The Wedge house is a custom-built single family home located in the northern suburbs of Athens, in the
mountainous and full of pine trees area of Penteli, named Drafi. The site is quite distinctive and has many
challenging features. The main complexity is the steep terrain with an almost 20-meter-height-difference
from one side of the site to the other. The virtually vertical cliffs on both edges made access very difficult,
so when a mild inclined surface appeared in the middle of the site it was quite inevitable that the house
would be situated there.
Our design concentrated in creating a house that utterly blends with its natural environment sustaining most
of the existing pine trees. This supposition unavoidably led to a split-level house, accommodating the
steepness and the fluctuations of the topology. Two distinct blocks, facing north and west, sit on different
levels, and come together in the middle with a wedge-shaped volume that forms the entrance and the
vertical circulation leading to the main spaces of the house. The entrance emerges in a tight exterior
passage that opens up to the whole interior enclosure, immediately as someone enters, surprising the
visitor to the house’s unpredictable nine-meter-height interior.
Both block facades completely open up through large glazing surfaces to the view of the pines trees and
the hills beyond, concealing the boundary between the interior of the house and its surrounding
environment.
The composite structure allows all finishes to appear in their natural state. The basic four walls are covered
in stone, to seem as they are coming through the earth, connected to the exposed wooden roof only through
a series of triangular aluminum windows. A butterfly roof, which reverses the conventional icon of the
pitched roof house, lets natural light to enter through those high windows on the back side of the building.
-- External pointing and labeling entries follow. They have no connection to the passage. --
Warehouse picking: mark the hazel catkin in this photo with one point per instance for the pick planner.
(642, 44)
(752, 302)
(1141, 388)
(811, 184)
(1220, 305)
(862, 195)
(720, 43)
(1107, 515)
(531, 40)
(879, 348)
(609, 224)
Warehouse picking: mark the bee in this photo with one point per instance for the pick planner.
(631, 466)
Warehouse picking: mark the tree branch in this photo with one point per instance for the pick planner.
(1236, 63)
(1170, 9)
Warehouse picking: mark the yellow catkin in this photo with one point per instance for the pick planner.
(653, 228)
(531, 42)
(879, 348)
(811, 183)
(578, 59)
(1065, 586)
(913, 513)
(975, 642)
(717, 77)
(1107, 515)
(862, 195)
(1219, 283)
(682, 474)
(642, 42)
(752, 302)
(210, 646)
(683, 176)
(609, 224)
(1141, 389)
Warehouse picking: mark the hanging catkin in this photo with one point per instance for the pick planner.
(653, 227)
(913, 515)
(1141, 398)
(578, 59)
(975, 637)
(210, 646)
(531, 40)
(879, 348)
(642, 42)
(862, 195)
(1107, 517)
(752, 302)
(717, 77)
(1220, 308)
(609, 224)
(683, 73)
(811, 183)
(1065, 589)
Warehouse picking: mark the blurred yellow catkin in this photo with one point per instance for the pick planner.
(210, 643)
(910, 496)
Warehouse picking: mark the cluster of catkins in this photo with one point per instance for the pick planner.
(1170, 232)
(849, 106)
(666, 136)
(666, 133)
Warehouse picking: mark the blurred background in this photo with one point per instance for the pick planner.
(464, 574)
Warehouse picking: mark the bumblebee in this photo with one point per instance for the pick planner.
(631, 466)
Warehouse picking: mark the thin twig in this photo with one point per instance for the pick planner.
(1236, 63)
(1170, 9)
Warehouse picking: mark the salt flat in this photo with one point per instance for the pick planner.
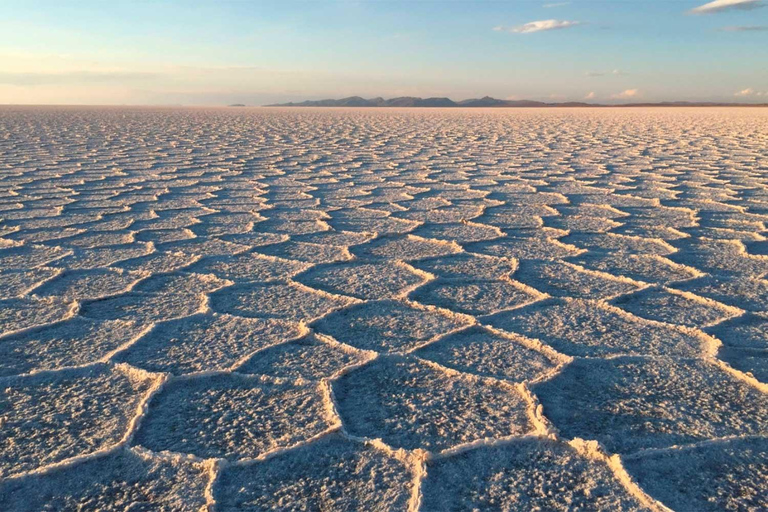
(298, 309)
The wedge permeates the roof as well, creating a skylight right above the metal stairway that leads down
to the living room, kitchen and dining room, all based on the ground floor of the block facing north. The
three bedrooms only accessed through the wedge are situated on the block facing west.
Again, due to the site’s steepness, the car garage stands next to the main entrance, right above the living
spaces.
At the lower edge of the site, beyond the road, there is a small canyon and a narrow stream coming through.
Due to the height difference the stream is not visible, but the water sound is noticeable. A longitudinal
swimming pool parallel to the direction of the stream, but at a higher level, reenacted that natural condition.